Alors que depuis 2008 les pays développés s’acharnent à traquer les contribuables récalcitrants pour renflouer les caisses publiques, le Liban n’a pas jugé bon de s’attaquer à ce problème. Malgré des déficits publics toujours plus importants, l’État continue de fermer les yeux sur le fait que les dépôts bancaires échappent totalement aux droits de succession, et que le secret bancaire permet en général de dissimuler des revenus imposables. Il se contente d’en appeler à un civisme fiscal mis à rude épreuve par les défaillances flagrantes des institutions étatiques (services publics inexistants, pas de budget depuis 11 ans, etc.). Loin d’assouplir son régime vis-à-vis du fisc local, comme il va le faire pour les fiscs étrangers, le Liban n’a même pas adopté des mesures intermédiaires comme celles prises par la Suisse par exemple. Cette dernière a instauré un impôt de 35 % sur les intérêts des dépôts, déductibles pour les résidents qui renoncent au secret bancaire. Une proposition similaire avait été faite en 1999 par le ministre des Finances Georges Corm, mais n’a jamais abouti.
Dans un entretien paru en mai dans L’Orient-Le Jour, le directeur général du ministère des Finances, Alain Bifani, reconnaît que, « par définition », un régime de secret bancaire ne sert pas les intérêts du fisc. « Mais c’est un choix qui n’est pas de son ressort : c’est au pouvoir politique de trancher en fonction des gains et des pertes potentielles de l’abandon de ce système », ajoute-t-il. Cet exercice a été fait au moment du vote de la loi, il y a soixante ans. Depuis, le pouvoir défend de facto un secret bancaire rigoureux sans que personne ne le pousse à justifier publiquement son choix.

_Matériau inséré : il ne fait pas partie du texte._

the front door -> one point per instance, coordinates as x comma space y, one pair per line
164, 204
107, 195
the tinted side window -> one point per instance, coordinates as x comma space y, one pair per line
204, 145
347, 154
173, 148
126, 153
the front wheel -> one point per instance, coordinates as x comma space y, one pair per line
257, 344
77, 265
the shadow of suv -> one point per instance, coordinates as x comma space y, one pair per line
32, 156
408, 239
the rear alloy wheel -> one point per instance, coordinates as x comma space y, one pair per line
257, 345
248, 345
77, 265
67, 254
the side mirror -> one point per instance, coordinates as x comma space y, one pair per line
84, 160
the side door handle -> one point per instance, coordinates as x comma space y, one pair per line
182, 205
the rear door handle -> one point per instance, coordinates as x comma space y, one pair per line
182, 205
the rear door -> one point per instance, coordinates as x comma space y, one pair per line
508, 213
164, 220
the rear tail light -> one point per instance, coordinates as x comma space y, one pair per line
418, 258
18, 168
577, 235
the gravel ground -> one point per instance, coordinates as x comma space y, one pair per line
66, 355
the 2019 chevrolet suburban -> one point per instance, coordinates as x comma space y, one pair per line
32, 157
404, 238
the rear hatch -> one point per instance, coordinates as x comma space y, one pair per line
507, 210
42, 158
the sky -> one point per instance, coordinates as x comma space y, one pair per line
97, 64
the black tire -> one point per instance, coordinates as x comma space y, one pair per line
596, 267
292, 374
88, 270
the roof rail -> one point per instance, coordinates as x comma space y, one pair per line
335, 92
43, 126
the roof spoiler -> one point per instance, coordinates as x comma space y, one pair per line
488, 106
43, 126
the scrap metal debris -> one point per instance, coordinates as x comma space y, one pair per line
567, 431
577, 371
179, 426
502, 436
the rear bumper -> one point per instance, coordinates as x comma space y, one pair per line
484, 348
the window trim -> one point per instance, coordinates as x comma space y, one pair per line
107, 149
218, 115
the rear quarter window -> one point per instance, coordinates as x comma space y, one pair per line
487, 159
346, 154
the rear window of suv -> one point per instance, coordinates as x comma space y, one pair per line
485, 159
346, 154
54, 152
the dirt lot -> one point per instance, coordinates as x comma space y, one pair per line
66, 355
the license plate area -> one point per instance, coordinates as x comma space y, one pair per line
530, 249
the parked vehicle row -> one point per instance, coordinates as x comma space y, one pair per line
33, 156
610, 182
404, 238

* “Le secret bancaire face à ses défis”, éditions juridiques Sader – 2008.

Une loi souverainiste ?

Dans son rapport sur les paradis fiscaux publié en 2015, l’association Tax Justice Network affirme, en se basant sur des entretiens avec des financiers, que la loi libanaise sur le secret bancaire a été votée en 1956 sous la forte influence de Youssef Beidas, le banquier libano-palestinien qui avait créé cinq ans plus tôt la banque Intra.
Pourtant, selon l’avocat Paul Morcos, l’auteur de la proposition de loi, le député du Bloc national, Raymond Eddé, n’était pas motivé par son aspect financier. « Il est fort logique qu’un militant de droite pense davantage à sauvegarder les intérêts politiques du Liban qu’à ses intérêts économiques », écrit-il dans son livre. L’ouvrage cite Naïm Moughabghab, qui a mené une série d’entretiens avec Raymond Eddé à Paris en 1980, et selon lequel « le promoteur de la loi a voulu faire du Liban un refuge de capitaux afin de sauvegarder son indépendance et sa souveraineté. Il pensait que les grands qui font la guerre protégeraient le pays qui veillerait à leurs capitaux ». Paul Morcos affirme également que le député a cherché à diriger les capitaux arabes vers le secteur bancaire plutôt que l’immobilier et le foncier. Ces motifs n’ont pas été publiquement affichés par Raymond Eddé, qui a préféré insister sur les motivations économiques pour favoriser l’adoption de la loi, ajoute-t-il.